Figure 5. Advertisement-Requirement Matching

5.2Representation of resource capabilities

Resource capabilities are represented in one or more XML documents. This provides the user/developer/tooling a declarative format. Capabilities are expressed as name-value pairs, that is, capability is a name and property is its value. Most capabilities can be expressed in a 2 level hierarchy for simplicity, although the hierarchy is not limited to 2 levels. The XML document can either be stored natively (as XML document) or in a relational table (nice for searching and matching). Most database systems today support XML document to relational table conversion. The concrete rendering uses XSD schema and XML typing. In XML typing, reuse of element names requirements use of namespaces. The <any> construct is used for extensibility in XSD. Extensions can be derived from existing models and the OGSA basic resources. And existing XML models can be included in the XML document. Because typing an XML document can be tedious and error-prone, this representation and its characteristics for resource capabilities was chosen to capitalize on existing tooling for generation and validation to quickly seed adoption.

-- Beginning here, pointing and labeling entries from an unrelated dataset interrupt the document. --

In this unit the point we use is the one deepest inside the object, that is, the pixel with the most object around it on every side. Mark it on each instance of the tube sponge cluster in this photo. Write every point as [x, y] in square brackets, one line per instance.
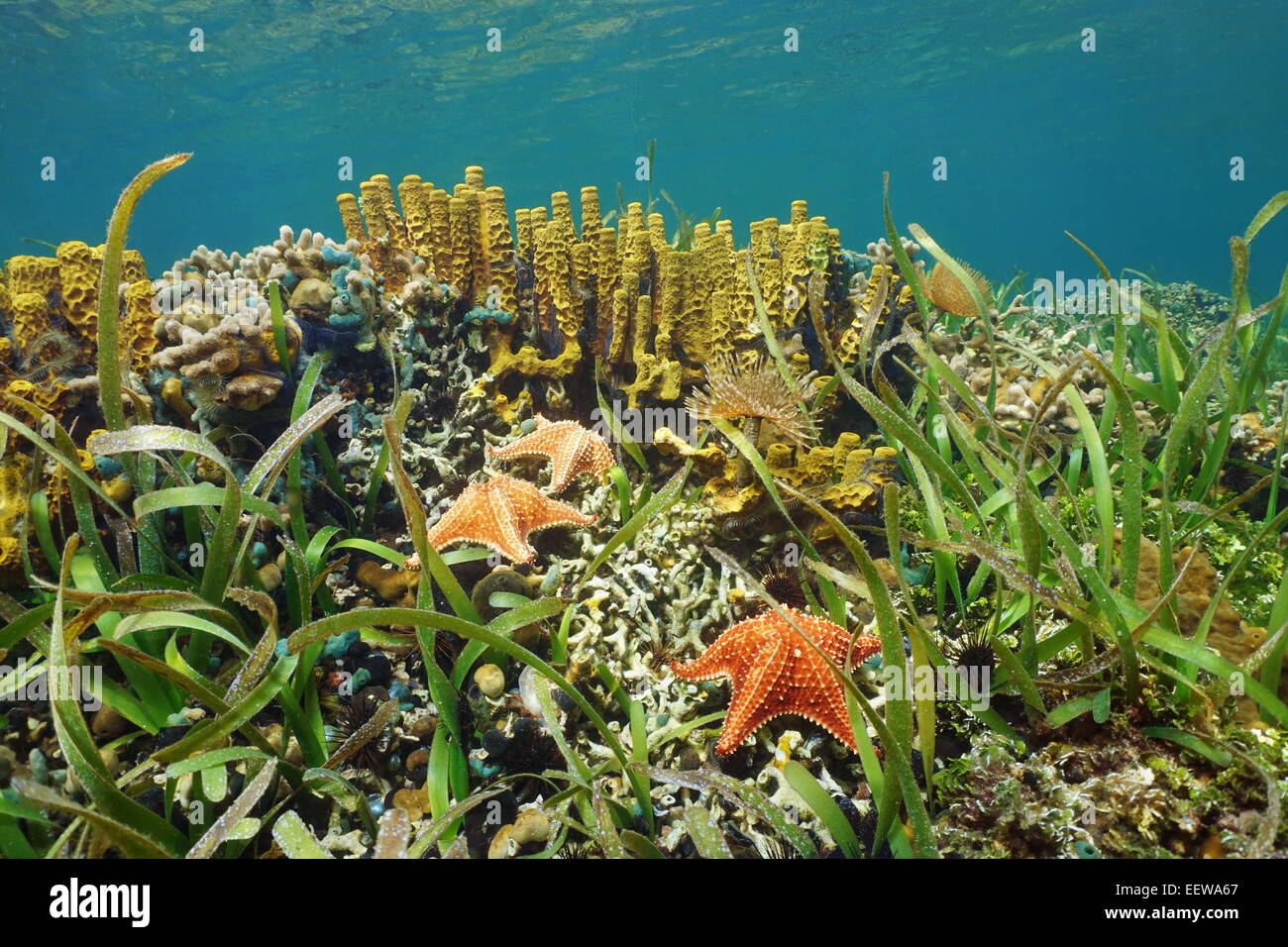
[550, 294]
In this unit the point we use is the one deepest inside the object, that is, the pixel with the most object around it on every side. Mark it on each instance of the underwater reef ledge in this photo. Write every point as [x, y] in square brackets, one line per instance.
[465, 534]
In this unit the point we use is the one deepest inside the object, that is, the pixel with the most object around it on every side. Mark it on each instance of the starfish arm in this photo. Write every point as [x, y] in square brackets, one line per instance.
[734, 647]
[831, 710]
[510, 536]
[751, 703]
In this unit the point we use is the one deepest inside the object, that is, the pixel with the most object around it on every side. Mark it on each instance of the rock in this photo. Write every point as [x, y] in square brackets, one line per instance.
[532, 826]
[502, 844]
[490, 681]
[270, 577]
[313, 294]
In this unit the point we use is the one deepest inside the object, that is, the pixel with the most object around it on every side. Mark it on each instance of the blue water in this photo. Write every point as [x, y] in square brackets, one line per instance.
[1128, 147]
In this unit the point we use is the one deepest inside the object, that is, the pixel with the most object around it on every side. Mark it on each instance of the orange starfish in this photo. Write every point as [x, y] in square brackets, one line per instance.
[500, 513]
[774, 673]
[572, 451]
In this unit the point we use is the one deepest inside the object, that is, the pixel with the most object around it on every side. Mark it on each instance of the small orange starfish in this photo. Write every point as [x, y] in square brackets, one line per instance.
[776, 673]
[500, 513]
[572, 451]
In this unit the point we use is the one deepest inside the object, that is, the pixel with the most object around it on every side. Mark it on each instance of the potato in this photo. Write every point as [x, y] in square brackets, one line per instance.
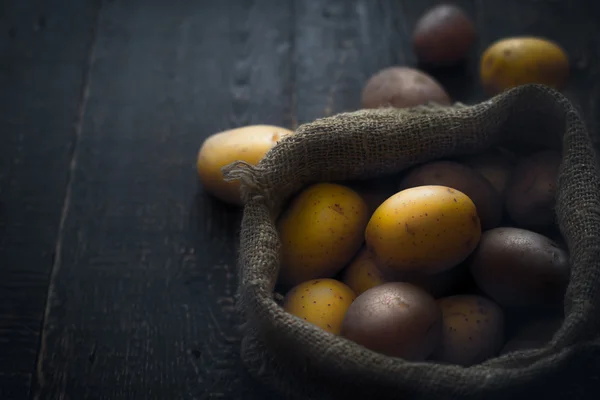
[397, 319]
[520, 268]
[462, 178]
[443, 36]
[520, 60]
[531, 191]
[423, 230]
[322, 302]
[362, 274]
[473, 330]
[320, 232]
[376, 191]
[533, 335]
[249, 143]
[494, 166]
[402, 87]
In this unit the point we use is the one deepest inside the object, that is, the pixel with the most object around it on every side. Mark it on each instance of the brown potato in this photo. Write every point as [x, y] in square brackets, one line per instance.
[396, 319]
[533, 335]
[473, 330]
[402, 87]
[464, 179]
[531, 191]
[494, 166]
[520, 268]
[443, 35]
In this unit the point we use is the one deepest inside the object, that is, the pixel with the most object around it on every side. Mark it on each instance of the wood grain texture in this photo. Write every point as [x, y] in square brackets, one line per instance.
[43, 52]
[141, 303]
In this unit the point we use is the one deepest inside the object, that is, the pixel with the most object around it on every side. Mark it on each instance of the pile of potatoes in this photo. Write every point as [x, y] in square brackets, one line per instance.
[456, 260]
[443, 262]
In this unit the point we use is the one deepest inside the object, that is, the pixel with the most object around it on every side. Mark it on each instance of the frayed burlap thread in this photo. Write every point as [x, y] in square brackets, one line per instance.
[300, 361]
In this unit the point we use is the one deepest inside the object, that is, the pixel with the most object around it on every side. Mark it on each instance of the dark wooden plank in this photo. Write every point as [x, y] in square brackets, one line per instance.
[141, 301]
[338, 45]
[572, 25]
[43, 54]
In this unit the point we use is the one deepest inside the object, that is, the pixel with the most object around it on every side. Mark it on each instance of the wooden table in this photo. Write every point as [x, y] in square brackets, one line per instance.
[117, 272]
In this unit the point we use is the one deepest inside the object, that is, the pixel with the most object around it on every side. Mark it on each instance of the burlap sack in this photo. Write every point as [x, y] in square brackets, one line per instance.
[304, 362]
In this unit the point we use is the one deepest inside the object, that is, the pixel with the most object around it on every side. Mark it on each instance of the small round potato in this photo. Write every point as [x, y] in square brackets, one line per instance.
[362, 274]
[423, 230]
[520, 60]
[322, 302]
[402, 87]
[520, 268]
[462, 178]
[473, 330]
[249, 143]
[531, 191]
[320, 232]
[443, 36]
[397, 319]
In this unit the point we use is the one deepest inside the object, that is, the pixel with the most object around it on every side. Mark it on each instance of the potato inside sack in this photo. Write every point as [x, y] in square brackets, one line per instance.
[467, 180]
[423, 230]
[320, 232]
[517, 61]
[322, 302]
[473, 330]
[249, 144]
[396, 319]
[520, 268]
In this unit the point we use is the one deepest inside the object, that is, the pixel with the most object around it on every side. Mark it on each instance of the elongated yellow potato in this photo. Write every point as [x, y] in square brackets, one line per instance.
[320, 232]
[425, 229]
[249, 143]
[520, 60]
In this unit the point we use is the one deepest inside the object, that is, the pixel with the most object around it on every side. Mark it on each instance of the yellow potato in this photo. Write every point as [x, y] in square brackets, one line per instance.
[322, 302]
[520, 60]
[473, 330]
[362, 273]
[425, 229]
[320, 232]
[249, 143]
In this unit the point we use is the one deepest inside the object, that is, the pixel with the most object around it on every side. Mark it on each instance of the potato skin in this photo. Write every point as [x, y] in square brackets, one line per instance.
[464, 179]
[531, 191]
[520, 268]
[322, 302]
[249, 143]
[320, 232]
[362, 273]
[402, 87]
[473, 330]
[423, 230]
[443, 36]
[397, 319]
[520, 60]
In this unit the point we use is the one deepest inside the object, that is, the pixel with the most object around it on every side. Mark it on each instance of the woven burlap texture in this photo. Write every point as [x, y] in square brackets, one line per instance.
[301, 361]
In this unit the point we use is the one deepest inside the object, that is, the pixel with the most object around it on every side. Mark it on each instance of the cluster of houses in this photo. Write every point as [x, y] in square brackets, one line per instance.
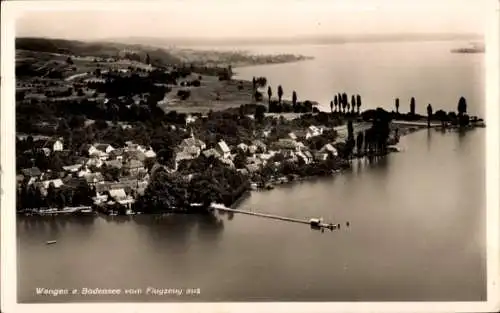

Figure 6is an example of rendering a few resources (physical) in this representation. Logical and generated resources also use this rendering. Two important aspects of the rendering are semantics and abstracted usable properties. For example, the CPU speed varies by vendor. From the user’s point of view, he is more interested in a relative abstracted value rather than having to figure out how to identify which processors from different vendors satisfy his speed requirements. Hence, there is a defined semantic associated with the value ‘10’ of property ‘Speed’. These types of abstractions and semantics are documented as part of the model, ideally as part of the defined resource capabilities. Likewise, any algorithm used to generate this abstracted capability is documented as part of the model.